Farmers' leader Peter Kendall has warned that a shortage of seasonal labour to harvest salad and vegetable crops will cost growers millions of pounds in lost income.

Farmers' leader Peter Kendall has warned that a shortage of seasonal labour to harvest salad and vegetable crops will cost growers millions of pounds in lost income.

He told the House of Lords select committee on economic affairs that government plans to cut the number of foreign seasonal workers next year will put the industry under acute strain.

Mr Kendall, president of the National Farmers' Union, said that agriculture and horticulture relied on a large number of seasonal workers, usually students in full-time education, to plant and harvest crops.

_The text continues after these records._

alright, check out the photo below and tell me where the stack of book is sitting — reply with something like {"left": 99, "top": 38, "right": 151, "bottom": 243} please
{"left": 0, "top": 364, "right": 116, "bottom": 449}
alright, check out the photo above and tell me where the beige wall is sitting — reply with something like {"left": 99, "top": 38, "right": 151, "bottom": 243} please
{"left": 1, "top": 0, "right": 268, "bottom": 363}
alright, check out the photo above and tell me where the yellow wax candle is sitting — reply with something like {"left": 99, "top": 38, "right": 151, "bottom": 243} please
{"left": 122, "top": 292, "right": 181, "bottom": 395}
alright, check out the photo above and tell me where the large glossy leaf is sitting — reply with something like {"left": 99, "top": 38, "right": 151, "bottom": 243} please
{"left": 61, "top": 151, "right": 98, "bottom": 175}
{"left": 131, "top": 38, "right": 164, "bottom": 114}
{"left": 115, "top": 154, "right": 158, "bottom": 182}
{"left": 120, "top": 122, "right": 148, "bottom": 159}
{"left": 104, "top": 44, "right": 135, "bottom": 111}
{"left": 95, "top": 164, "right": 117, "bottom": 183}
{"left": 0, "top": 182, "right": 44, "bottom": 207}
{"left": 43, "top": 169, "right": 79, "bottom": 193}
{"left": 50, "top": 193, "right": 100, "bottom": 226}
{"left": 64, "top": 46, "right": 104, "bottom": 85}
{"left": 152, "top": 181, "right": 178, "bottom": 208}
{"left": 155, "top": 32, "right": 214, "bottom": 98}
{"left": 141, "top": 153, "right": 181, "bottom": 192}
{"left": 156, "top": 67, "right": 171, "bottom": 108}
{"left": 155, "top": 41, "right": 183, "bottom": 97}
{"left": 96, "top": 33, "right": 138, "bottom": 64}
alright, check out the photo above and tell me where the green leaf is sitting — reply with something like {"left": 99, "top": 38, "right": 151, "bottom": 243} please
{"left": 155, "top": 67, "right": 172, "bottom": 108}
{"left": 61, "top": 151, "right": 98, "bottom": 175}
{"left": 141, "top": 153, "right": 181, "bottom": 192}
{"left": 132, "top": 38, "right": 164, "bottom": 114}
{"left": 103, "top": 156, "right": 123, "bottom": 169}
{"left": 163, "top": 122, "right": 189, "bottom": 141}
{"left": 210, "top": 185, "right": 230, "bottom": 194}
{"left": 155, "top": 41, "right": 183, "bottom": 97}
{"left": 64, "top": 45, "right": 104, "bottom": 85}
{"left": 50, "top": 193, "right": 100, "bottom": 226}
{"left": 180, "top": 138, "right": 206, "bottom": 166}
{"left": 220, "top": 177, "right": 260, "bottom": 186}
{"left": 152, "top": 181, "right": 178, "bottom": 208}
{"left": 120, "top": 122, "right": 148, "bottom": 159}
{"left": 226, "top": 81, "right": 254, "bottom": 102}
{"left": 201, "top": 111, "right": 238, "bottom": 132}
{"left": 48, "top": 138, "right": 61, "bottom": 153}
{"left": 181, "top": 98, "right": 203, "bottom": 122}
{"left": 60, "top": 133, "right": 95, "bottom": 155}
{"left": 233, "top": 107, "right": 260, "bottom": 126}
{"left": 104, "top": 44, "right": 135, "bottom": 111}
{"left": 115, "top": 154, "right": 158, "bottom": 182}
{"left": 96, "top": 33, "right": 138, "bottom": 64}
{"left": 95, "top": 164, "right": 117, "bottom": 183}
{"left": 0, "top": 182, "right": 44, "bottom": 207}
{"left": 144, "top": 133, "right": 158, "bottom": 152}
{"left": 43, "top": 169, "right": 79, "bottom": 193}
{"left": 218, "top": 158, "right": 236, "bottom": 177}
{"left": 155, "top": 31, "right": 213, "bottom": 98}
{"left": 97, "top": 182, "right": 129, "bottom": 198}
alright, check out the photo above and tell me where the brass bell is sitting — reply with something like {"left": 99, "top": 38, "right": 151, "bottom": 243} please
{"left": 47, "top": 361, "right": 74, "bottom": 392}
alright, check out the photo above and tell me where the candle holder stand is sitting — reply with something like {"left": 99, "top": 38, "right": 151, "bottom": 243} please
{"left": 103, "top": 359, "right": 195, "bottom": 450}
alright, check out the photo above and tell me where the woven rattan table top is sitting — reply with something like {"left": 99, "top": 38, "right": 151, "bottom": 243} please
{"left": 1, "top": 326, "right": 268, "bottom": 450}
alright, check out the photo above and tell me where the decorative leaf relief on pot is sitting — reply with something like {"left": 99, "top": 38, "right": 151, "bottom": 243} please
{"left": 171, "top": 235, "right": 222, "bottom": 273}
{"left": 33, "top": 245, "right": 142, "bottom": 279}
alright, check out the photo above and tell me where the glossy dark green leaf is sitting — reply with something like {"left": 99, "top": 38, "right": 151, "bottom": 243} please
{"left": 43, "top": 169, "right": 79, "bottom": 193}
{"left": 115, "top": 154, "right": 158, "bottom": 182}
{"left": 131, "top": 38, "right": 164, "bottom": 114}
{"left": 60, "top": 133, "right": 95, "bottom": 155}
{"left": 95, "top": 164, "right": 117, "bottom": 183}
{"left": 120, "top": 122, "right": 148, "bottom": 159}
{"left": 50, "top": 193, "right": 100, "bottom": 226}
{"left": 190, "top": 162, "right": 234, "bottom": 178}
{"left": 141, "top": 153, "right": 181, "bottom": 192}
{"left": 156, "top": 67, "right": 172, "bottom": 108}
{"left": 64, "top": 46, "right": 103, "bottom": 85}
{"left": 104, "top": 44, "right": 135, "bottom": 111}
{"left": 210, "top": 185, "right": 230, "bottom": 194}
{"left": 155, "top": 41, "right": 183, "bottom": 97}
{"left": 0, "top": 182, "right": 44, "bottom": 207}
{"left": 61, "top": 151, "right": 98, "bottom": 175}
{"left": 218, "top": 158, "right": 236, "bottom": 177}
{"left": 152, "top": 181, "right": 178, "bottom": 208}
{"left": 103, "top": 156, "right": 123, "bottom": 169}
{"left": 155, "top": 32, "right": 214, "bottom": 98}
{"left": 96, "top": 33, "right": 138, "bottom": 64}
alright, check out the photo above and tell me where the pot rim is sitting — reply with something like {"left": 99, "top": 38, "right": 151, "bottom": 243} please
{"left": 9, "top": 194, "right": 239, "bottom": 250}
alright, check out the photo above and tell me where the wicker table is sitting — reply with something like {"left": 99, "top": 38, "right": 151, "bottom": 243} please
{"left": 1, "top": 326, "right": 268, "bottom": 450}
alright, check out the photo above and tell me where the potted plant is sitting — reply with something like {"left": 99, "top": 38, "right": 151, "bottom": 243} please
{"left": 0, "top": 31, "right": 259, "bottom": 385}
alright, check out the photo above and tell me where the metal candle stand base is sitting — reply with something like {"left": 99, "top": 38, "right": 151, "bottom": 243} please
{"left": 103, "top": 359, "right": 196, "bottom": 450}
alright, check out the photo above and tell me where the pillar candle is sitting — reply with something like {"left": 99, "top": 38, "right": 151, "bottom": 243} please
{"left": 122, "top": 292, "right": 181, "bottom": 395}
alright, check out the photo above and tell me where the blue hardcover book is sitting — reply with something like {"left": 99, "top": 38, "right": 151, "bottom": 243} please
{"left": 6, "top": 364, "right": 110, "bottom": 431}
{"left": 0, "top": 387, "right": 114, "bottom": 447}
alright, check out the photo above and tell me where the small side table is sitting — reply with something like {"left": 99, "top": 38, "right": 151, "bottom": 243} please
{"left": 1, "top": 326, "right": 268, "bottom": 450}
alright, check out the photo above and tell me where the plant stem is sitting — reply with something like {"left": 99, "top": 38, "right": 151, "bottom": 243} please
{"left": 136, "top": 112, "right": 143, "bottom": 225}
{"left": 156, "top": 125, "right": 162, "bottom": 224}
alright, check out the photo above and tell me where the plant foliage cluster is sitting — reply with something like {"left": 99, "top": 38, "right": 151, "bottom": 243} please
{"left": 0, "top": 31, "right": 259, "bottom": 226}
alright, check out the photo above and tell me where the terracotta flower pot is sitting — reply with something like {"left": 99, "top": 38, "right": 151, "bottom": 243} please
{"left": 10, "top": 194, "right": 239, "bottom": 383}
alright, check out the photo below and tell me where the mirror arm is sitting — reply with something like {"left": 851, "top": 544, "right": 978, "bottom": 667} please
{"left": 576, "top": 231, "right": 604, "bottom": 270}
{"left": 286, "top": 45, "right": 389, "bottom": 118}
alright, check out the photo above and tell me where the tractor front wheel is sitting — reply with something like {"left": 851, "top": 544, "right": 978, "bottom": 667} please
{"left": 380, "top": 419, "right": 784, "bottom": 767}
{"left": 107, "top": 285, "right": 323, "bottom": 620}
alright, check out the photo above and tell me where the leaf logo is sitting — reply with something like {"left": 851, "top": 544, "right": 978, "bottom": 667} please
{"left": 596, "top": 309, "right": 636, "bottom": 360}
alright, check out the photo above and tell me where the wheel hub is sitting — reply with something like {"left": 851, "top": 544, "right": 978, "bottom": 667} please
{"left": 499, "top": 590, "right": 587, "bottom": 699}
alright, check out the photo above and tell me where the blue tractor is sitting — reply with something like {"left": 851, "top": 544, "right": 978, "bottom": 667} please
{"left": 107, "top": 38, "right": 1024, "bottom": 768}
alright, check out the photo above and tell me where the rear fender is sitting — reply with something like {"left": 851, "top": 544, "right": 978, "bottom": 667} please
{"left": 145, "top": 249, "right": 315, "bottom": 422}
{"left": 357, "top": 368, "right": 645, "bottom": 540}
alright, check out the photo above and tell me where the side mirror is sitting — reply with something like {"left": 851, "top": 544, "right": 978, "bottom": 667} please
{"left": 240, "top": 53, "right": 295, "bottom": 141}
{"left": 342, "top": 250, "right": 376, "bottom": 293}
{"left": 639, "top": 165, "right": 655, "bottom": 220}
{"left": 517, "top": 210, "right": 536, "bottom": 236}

The Home Office will allow just 16,250 permits under the Seasonal Agricultural Workers Scheme (SAWS) next year - a reduction of about 5,000 on the current total. It insists that UK businesses must recruit from home and then from the EU because there is enough labour within the EU 27 member states to meet horticulture's needs.

Broadland farmer Richard Hirst, who is chairman of the NFU's horticulture board, said: “There is a real concern where true casual, seasonal labour is going to come from next year.

“It is a continual process of trying to explain to the Home Office that there is not the availability of EU nationals,” said Mr Hirst, of Ormesby, near Yarmouth.

“Poland has now opened its doors to Ukrainians and we're told that Polish people won't be coming over here. Well, how does that work out?

“There is this huge demand for six months of the year for that labour. This is happening at a time when suddenly, people have taken more interest where their food has come from and local supply.”

Mr Hirst, who is also a former Norfolk NFU chairman, said: “The soft-fruit industry was challenged seven or eight years ago to extend its season, which it has done jolly successfully. What will put a break on that may well be the lack of labour to plant and harvest crops.”

Mid-Norfolk farmer James Graham, who produces about 3,000 turkeys for Christmas at Thuxton, near Dereham, has relied on SAWS labour for the past four years.

He employs about eight or nine people to hand pluck and prepare Norfolk Black Turkeys, the breed which was saved from extinction by his grandfather, Frank Peele, in the late 1930s. “Without these workers it would be very difficult to process all our turkeys,” he added.

Mr Kendall said: “SAWS workers provide a valuable pool of labour for agricultural and horticultural businesses who are considered to be conscientious and hard working. Employers do try to recruit British labour but have limited success, with few of the workers remaining committed to continuing to work on their businesses.”

From next year, SAWS will only be opened to Bulgarians and Romanians who, after their six months' farm work in the UK, will be allowed to stay here.